Il Festival della Canzone Italiana è diventato, nell'ultima serata, un salotto politico. Per carità, buona idea dar voce agli operai di Termini Imerese, ottima. E' stato giusto farlo su quel palco con cotanto seguito, giusto dare a Sanremo con i suoi lustrini, un tocco di "dura quotidianità ". Erano in tre, presentati da Maurizio Costanzo, tre animali legati alla debole corda della cassa integrazione ed esposti a 11 milioni di spettatori. Hanno parlato della loro realtà, in modo pacato ed esaustivo, sottolineando le difficoltà di una nuova prospettiva lavorativa in Italia, soprattutto al sud. E fin qui niente male, a parte le domande futili del Costanzo, per esempio "come vede il presente?", "come vede il futuro?". E come può vederlo un operaio in cassa integrazione? nero come la pece, la risposta è più che ovvia.

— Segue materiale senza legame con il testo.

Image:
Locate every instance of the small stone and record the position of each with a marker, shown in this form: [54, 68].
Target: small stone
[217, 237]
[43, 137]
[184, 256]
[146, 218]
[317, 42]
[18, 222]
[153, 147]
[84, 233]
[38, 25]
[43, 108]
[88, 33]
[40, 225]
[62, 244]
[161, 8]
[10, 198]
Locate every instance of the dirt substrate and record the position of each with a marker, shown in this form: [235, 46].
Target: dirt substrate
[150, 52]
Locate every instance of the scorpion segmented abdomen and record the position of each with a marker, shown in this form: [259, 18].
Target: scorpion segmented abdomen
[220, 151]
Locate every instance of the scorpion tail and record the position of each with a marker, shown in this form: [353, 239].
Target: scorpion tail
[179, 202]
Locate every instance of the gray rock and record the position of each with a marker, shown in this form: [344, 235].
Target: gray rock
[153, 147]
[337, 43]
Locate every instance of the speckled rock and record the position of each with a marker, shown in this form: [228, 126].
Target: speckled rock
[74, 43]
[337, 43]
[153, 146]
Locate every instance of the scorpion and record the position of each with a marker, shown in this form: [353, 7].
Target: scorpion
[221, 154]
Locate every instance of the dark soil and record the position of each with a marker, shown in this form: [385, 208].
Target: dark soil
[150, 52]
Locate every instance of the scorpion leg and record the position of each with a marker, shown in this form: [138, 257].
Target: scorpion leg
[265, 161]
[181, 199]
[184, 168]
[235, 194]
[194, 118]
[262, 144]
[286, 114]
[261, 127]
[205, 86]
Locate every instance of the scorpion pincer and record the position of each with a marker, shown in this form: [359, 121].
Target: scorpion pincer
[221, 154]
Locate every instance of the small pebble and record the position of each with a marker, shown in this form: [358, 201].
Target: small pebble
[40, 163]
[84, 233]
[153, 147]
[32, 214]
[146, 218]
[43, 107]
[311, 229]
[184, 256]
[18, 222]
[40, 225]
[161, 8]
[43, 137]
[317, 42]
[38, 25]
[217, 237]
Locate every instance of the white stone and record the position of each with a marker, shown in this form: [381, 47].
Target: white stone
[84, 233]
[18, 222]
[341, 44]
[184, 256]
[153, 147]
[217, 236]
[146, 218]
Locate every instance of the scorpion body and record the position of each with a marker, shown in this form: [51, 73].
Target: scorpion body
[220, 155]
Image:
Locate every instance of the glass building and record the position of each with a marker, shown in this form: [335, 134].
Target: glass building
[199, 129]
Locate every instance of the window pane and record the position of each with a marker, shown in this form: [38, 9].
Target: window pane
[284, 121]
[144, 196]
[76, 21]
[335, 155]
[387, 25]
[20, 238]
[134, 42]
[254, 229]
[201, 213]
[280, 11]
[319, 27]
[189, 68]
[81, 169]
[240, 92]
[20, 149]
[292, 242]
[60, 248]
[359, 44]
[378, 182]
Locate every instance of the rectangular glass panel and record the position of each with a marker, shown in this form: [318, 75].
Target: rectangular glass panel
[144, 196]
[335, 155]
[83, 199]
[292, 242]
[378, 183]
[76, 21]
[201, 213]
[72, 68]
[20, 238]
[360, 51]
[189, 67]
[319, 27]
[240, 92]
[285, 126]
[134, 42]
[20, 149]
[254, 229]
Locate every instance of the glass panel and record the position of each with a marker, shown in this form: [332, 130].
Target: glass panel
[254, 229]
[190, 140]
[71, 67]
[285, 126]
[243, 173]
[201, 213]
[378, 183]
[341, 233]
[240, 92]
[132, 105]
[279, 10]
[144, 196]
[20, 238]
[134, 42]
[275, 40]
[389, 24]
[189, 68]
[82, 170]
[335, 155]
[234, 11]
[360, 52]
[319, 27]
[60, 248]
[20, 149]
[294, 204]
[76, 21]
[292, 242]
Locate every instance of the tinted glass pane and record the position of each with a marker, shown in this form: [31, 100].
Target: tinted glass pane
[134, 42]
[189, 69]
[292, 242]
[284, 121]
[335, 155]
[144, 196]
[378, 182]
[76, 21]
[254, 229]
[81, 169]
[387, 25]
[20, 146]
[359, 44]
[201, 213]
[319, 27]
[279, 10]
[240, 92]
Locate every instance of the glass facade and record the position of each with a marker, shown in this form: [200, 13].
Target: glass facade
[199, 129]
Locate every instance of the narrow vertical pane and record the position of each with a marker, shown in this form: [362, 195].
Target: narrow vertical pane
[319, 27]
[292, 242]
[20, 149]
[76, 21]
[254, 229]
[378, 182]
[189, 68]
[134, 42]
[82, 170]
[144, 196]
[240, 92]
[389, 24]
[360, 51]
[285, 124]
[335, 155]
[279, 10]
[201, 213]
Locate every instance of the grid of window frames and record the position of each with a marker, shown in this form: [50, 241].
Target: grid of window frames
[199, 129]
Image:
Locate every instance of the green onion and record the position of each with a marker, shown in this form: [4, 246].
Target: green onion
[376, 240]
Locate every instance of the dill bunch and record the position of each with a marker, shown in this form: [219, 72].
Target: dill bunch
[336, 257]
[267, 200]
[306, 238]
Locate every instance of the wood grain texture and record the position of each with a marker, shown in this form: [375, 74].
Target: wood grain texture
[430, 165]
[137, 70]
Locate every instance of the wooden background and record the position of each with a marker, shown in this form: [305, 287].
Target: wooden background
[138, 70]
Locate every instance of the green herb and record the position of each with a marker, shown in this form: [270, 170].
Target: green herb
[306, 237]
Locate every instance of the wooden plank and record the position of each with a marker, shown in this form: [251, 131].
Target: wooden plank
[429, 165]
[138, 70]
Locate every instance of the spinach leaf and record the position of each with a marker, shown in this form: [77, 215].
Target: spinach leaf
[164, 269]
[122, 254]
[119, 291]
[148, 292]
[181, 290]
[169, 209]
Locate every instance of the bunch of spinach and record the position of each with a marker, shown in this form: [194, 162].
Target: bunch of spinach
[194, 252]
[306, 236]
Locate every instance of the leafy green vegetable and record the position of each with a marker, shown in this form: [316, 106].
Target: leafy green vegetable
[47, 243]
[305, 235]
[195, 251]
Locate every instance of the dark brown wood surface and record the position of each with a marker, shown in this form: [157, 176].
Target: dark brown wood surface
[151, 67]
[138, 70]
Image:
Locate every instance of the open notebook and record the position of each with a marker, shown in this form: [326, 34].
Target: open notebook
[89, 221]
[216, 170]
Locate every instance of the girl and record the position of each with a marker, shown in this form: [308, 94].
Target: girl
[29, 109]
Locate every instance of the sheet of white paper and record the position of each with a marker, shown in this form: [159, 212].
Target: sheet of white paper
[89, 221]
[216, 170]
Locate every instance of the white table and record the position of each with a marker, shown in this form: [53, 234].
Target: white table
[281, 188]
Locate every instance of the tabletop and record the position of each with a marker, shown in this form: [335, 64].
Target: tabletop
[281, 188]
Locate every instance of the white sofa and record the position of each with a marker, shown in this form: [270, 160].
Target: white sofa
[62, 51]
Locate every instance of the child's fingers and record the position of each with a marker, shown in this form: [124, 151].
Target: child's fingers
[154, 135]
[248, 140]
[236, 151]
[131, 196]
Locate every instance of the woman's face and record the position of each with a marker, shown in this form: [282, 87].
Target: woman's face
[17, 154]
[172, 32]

Il teatrino SanRemo lascia spazio ai burattini di turno Bersani e Scajola, e da festival si trasforma in qualcosa somigliante alla trasmissione Rai "Tg Parlamento". I discorsi di entrambi sono identici con i soliti futili argomenti: "Termini Imerese non deve chiudere, siamo vicini ai lavoratori, ci impegneremo a fondo per risolvere tutto" eccetera eccetera. Una differenza sostanziale c'è: Bersani riesce a fare soltanto metà monologo perchè la gente non glielo permette. Il pubblico rumoreggia, Costanzo prova a far star zitti, ma niente. Quando invece Scajola prende parola scoppiano gli applausi. Pierluigi è caduto nella trappola. Ovviamente con un pubblico che ha pagato 600 euro per stare lì cosa si aspettava??
Il punto è che mai si era vista una situazione così. La politica si insinua in ognidove, non lascia spazio al racconto dei soli fatti di realtà -come quella di Termini- ma giudica, impone un'opinione con l'obbiettivo demagogo di aumentare i voti del rispettivo partito.